In the year 1465, King Edward IV. caused a new coin both of gold and silver to be made, whereby he gained much; for he made of an old noble a royal, which he commanded to go for ten shillings. Nevertheless, to the same royal was put eight pence of alloy, and so weighed the more, being smitten with a new stamp, to wit, a rose. He likewise made half-angels of five shillings, and farthings of two shillings and six pence, angelets of six shillings and eight pence, and half-angels of three shillings and four pence. He made silver money of three pence, a groat, and so of other coins after that rate, to the great harm of the commons. W. Lord Hastings, the king’s chamberlain, being master of the king’s mints, undertook to make the monies under form following, to wit,--of gold, a piece of eight shillings and four pence sterling, which should be called a noble of gold, of the which there should be fifty such pieces in the pound weight of the Tower; another piece of gold of four shillings and two pence sterling, and to be of them an hundred such pieces in the pound; and a third piece of gold, of two shillings and one penny sterling, two hundred such pieces in the pound; every pound weight of the Tower to be worth twenty pounds, sixteen shillings, and eight pence, the which should be twenty-three carats, three grains and a half fine, etc., and for silver thirty-seven shillings and six pence; the piece of four pence to be one hundred and twelve groats and two pence in the pound weight.

In the year 1504, King Henry VII. appointed a new coin, to wit, a groat, and half-groat, which bare but half faces; the same time also was coined a groat, which was in value twelve pence, but of those but a few, after the rate of forty pence the ounce.

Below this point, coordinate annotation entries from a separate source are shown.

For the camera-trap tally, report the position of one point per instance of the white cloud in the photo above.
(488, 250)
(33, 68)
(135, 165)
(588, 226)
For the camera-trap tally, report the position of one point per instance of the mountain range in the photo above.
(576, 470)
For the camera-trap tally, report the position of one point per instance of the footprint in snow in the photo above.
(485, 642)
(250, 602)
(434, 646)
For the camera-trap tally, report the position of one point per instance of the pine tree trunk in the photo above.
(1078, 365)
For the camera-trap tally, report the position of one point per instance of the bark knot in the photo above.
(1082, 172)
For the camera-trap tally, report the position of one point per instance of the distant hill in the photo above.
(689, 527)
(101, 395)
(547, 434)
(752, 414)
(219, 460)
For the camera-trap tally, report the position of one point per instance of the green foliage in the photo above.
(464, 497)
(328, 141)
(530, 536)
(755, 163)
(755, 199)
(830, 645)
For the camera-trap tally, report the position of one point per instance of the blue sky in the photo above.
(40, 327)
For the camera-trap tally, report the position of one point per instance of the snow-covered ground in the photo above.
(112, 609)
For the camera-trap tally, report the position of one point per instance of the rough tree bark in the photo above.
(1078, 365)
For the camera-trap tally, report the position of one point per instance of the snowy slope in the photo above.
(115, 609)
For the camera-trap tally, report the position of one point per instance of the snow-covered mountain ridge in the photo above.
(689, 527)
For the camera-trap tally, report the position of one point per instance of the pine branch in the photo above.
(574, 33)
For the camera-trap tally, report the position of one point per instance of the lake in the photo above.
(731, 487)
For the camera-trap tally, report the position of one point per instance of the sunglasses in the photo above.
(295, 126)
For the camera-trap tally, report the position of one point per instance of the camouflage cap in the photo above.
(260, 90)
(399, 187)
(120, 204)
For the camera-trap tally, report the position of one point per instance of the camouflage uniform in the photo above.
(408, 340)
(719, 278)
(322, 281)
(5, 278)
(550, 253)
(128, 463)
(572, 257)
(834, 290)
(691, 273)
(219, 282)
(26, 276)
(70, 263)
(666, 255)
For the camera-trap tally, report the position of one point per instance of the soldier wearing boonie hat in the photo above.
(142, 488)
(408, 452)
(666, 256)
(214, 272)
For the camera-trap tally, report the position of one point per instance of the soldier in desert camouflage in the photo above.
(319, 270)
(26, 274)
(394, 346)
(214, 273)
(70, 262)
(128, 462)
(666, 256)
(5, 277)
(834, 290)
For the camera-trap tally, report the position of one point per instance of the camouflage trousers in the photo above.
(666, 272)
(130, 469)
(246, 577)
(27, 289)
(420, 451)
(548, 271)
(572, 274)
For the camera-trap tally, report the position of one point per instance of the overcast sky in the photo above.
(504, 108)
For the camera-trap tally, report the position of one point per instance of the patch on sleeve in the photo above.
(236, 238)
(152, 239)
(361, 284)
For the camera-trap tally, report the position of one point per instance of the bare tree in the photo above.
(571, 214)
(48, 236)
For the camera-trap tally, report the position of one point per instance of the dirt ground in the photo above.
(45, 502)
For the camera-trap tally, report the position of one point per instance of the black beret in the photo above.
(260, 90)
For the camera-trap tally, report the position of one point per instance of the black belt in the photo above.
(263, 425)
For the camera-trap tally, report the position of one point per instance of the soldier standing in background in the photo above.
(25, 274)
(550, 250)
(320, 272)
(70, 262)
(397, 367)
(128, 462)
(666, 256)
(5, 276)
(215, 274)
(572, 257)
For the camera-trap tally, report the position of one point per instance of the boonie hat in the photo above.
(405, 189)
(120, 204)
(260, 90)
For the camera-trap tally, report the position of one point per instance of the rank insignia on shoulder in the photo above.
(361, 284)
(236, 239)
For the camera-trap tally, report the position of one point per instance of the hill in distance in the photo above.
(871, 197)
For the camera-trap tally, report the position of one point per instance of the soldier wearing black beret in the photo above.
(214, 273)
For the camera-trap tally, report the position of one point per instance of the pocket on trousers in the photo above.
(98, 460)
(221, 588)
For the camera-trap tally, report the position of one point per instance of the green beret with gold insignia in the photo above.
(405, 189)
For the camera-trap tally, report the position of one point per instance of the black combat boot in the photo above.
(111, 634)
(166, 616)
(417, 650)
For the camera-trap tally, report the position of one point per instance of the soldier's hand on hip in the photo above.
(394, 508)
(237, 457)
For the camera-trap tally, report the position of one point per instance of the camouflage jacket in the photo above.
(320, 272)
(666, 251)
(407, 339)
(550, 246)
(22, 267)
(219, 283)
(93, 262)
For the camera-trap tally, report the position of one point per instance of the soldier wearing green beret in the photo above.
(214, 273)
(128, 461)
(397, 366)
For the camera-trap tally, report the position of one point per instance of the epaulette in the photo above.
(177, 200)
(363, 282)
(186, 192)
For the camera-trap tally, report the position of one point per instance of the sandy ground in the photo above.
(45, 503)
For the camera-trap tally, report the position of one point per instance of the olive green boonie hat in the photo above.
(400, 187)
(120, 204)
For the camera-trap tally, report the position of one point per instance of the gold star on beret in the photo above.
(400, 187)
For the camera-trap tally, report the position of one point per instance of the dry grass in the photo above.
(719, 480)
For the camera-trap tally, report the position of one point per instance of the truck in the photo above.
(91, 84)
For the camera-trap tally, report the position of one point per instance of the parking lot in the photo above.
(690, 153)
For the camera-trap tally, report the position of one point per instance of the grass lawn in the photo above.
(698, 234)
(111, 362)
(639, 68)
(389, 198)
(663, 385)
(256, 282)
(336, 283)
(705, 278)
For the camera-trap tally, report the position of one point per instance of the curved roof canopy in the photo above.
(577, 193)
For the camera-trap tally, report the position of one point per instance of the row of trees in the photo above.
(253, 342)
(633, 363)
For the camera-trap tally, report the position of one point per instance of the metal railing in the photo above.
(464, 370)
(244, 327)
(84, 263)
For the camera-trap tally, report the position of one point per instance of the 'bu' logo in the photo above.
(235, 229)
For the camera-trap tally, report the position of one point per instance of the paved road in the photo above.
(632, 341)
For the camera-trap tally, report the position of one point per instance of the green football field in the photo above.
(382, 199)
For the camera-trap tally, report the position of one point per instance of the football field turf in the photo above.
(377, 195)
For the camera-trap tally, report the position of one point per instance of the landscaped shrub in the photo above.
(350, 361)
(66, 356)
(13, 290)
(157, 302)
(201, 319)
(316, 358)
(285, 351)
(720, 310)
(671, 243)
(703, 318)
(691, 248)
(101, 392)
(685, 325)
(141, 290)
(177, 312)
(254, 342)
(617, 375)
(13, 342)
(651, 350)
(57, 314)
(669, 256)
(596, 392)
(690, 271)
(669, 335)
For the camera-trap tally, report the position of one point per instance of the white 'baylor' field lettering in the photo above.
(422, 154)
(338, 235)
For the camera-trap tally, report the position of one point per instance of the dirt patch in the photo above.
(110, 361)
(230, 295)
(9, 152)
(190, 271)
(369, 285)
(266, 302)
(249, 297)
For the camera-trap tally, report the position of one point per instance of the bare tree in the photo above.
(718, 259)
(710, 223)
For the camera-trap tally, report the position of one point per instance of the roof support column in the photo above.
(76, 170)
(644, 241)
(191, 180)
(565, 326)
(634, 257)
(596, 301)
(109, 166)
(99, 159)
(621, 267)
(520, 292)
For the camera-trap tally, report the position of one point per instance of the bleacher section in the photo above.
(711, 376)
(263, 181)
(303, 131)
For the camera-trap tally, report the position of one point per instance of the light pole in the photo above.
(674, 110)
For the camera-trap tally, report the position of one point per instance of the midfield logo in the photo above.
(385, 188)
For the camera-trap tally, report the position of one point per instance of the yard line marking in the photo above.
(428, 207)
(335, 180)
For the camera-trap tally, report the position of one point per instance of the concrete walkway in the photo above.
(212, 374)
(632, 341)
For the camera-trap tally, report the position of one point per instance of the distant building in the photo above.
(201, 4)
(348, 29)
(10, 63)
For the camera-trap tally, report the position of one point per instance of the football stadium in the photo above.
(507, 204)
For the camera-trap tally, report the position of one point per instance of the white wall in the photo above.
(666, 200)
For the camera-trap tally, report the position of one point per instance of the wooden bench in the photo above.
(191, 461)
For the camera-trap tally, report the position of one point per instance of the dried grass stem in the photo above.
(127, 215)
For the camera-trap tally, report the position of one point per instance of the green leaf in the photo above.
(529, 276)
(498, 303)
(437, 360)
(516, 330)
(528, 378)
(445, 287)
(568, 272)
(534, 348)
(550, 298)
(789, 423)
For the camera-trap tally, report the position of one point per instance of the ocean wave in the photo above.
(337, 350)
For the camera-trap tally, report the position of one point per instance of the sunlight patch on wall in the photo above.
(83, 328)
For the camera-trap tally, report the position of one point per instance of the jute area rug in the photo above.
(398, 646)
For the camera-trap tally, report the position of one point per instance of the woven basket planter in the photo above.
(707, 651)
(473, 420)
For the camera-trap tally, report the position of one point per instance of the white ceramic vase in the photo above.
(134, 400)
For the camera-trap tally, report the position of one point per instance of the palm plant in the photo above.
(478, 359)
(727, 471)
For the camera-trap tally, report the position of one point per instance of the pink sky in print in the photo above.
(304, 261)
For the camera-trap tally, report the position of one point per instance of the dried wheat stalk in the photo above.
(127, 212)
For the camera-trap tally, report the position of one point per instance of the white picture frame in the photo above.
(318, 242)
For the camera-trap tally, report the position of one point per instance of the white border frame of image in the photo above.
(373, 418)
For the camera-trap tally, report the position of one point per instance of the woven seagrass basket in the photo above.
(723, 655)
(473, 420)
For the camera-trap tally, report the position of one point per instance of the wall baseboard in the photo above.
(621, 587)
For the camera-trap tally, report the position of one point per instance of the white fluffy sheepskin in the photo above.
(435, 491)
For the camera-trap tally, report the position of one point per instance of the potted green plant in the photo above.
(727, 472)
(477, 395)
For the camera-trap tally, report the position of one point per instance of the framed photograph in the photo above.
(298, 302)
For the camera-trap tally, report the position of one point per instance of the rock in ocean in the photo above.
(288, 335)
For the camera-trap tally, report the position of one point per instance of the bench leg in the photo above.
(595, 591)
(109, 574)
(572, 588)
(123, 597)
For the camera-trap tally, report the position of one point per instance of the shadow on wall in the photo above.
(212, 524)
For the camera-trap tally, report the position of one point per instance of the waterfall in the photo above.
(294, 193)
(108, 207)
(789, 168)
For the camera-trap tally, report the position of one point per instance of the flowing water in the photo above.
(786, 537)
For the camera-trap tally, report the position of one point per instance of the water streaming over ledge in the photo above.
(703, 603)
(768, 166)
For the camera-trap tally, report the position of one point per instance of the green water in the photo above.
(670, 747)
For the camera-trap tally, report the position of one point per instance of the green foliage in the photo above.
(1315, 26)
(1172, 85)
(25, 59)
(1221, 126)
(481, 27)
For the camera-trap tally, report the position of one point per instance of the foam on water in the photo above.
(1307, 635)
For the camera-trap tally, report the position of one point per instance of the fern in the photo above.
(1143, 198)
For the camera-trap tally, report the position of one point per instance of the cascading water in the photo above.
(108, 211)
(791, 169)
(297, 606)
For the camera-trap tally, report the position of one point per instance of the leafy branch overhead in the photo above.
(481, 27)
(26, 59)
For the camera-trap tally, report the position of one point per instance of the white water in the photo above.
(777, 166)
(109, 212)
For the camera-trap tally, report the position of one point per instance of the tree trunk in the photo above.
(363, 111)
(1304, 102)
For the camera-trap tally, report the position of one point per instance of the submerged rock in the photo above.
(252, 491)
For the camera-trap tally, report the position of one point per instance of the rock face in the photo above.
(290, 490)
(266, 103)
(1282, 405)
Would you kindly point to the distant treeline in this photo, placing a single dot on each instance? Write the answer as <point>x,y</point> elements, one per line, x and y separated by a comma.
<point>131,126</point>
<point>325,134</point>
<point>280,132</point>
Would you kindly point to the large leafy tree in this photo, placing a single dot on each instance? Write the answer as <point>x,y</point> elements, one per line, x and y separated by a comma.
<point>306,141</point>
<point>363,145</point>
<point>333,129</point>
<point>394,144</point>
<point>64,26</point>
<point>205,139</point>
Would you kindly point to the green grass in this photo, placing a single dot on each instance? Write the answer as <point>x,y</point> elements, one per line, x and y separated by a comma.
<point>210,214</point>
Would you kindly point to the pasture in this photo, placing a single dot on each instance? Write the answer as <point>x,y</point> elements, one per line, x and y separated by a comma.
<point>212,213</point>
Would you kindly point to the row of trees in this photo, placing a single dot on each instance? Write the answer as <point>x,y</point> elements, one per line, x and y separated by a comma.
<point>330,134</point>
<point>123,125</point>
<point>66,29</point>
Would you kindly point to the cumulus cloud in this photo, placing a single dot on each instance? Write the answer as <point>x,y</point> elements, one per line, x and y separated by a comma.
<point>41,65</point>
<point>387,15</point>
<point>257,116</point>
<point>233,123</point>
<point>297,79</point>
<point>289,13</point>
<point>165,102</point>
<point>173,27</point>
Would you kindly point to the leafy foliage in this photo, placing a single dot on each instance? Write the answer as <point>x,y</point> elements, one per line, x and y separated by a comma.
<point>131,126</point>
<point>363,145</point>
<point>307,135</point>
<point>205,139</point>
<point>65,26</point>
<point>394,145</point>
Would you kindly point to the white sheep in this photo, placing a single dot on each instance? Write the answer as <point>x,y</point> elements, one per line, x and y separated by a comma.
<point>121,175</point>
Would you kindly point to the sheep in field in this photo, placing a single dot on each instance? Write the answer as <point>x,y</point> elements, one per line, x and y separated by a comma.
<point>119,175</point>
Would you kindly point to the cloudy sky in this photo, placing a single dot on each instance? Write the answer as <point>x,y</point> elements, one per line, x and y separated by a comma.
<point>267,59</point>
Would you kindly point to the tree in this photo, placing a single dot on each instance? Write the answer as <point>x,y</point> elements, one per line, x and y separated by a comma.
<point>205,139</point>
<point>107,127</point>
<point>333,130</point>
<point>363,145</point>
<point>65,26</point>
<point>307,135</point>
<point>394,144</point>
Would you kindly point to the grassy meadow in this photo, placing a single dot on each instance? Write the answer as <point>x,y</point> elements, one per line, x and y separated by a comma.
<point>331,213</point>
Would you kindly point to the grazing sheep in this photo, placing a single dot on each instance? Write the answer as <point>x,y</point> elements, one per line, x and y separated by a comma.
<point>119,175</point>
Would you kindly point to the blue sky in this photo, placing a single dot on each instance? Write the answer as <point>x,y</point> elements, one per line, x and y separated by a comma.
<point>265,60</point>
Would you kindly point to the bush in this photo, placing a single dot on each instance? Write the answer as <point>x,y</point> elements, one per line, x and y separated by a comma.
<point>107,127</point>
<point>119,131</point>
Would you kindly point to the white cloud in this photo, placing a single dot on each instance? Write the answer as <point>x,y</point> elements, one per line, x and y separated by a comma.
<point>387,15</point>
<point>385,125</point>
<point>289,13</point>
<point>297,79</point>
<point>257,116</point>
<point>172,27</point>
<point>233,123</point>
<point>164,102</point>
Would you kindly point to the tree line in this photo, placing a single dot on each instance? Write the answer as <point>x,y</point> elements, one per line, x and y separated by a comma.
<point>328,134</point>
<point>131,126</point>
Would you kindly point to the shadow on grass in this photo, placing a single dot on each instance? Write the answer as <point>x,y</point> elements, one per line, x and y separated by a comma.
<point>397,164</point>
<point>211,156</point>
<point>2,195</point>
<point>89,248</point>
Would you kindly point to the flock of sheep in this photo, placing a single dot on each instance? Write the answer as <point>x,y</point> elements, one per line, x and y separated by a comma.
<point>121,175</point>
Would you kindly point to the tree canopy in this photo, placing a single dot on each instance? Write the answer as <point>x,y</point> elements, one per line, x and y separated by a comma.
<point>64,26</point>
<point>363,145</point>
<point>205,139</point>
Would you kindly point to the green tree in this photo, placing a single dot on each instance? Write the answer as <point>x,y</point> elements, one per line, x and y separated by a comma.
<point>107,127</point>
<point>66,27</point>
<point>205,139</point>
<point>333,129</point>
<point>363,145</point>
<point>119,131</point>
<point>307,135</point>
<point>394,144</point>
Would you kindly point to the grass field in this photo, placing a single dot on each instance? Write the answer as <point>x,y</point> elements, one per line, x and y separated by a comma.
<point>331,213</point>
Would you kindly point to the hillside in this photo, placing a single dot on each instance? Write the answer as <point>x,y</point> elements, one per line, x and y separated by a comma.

In the year 1526, the 18th of Henry VIII., the angel noble being then the sixth part of an ounce troy, so that six angels were just an ounce, which was forty shillings sterling, and the angel was also worth two ounces of silver, so that six angels were worth twelve ounces of silver, which was forty shillings. A proclamation was made on the sixth of September, that the angel should go for seven shillings and four pence, the royal for eleven shillings, and the crown for four shillings and four-pence. And on the fifth of November following, again by proclamation, the angel was enhanced to seven shillings and sixpence, and so every ounce of gold to be forty-five shillings, and the ounce of silver at three shillings and nine pence in value.